Over a 12-year period from 1992 to 2004, apprehensions in the San Diego sector declined by 76%, while apprehensions in the Yuma sector increased by 591%.
Before the fence went up, Jacumba Hot Springs had two grocery stores, which also catered to Jacume residents who made the trip to buy things they could not get in the Mexican town.
After the border crackdown, most Mexicans stopped coming, and the American town, with a population of about 500 people, could sustain only one tiny grocery store. Old Highway 80 — the main drag that was once a transcontinental route from San Diego to Georgia — is now flanked by a couple of dilapidated wooden storefronts without tenants. It was a departure from when Hollywood’s early celebrities converged in town during the 1920s and ’30s to escape the bustle of L.A. and relax in the hot springs.

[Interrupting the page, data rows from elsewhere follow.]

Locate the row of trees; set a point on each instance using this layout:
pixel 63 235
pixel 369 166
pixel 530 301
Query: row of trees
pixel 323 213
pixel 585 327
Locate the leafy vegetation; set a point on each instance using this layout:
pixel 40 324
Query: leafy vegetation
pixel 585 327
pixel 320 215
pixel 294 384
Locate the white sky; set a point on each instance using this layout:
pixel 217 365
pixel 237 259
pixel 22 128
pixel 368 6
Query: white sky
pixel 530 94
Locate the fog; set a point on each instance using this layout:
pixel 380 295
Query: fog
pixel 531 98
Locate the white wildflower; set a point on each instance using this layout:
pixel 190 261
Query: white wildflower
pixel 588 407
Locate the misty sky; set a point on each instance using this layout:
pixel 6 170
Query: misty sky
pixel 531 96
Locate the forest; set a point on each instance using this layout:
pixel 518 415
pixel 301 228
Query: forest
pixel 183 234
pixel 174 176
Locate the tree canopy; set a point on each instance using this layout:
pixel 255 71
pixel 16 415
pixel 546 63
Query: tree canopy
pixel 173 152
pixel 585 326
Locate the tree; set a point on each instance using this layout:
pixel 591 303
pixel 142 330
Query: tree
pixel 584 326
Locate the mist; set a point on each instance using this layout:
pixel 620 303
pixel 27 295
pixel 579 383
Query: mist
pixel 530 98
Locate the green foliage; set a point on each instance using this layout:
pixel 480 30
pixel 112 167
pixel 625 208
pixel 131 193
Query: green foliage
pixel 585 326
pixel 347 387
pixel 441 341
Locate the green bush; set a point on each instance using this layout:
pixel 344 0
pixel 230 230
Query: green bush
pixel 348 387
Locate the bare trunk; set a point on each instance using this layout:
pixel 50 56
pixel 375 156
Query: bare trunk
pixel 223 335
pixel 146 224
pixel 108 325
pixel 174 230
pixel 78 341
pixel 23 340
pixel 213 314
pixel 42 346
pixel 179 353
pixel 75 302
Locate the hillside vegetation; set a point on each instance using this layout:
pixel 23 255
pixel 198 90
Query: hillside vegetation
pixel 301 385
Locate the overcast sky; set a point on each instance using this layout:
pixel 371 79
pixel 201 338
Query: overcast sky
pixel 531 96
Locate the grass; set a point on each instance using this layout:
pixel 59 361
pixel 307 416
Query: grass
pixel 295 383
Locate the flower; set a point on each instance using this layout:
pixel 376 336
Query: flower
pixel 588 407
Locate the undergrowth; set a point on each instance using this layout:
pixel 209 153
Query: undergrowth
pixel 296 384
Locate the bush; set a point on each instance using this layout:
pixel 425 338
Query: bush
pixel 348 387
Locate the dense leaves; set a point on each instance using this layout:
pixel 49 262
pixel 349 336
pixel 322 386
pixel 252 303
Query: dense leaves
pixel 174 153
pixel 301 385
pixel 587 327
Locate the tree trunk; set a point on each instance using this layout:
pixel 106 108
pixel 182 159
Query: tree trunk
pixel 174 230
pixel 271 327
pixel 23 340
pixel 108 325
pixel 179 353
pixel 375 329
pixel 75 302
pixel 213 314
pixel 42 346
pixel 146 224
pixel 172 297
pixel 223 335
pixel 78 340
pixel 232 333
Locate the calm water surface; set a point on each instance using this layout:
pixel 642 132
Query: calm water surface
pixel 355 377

Susan Barry, a 75-year-old retired school principal, can see the border fence from her kitchen window. She said she used to visit students and their families on the Mexican side, including to attend girls’ quinceañeras.
Illegal immigration has declined since the mid-1990s. But every so often, Barry said, she’ll come across torn pieces of rug that some of the people smuggled into the U.S. wrap around their shoes. The “carpet shoes” are meant to disguise their footprints.
For Pape, the fence and more Border Patrol agents were necessary. It hasn’t always made things easy, he said. Once, Pape said, a Border Patrol agent drew a gun on him after suspecting that he was a smuggler.
“Way it used to be is that if you sat at the bar, there was a good chance you were sitting next to a smuggler; and then the Border Patrol assumed you were a smuggler. If you talked to friends who were smugglers, they assumed you were one too. So you were guilty by association,” he said. “We are all suspect in this town, so they keep an eye on anyone they see.”
But Pape said that over time the area got safer as things settled down. He thinks the extra surveillance and barriers along the border helped.
But Pape doesn’t have to look any farther than his girlfriend — a 58-year-old immigrant from Mexico who is now a U.S. citizen — to find someone to debate with over fences and walls and the border. Leticia Mejia was 11 years old when she crossed clandestinely in Jacumba in 1971 with her grandmother, who was escaping an abusive husband in Mexico.
She still remembers the smuggler holding the barbed wire for her and her grandmother to pass.
“I just remember the guide walking us though the hills in Jacumba. We took a bus and ended up in San Diego,” Mejia said. “For me, it wasn’t traumatizing.”
She still keeps the bus ticket from Jacumba to San Diego, still legible and almost in pristine condition, in an old wallet. That bus no longer goes through town, Pape said.
Though Pape and Mejia disagree on the border fence, they agree that the issue could be partly solved if the government made it easier for people to come legally and work in the U.S.
Pape said these days he doesn’t often run into people crossing the border illegally — especially during the day.
Sometimes at night he’ll see lights flash out in the valley. At times they’re headlights. Other times they seem to be from a flashlight, possibly from someone trying to make it to the U.S., or from a Border Patrol agent trying to stop them.
When the sun rises, he’ll occasionally find the freshly discarded carpet shoes — the tell-tale sign of someone on a journey north.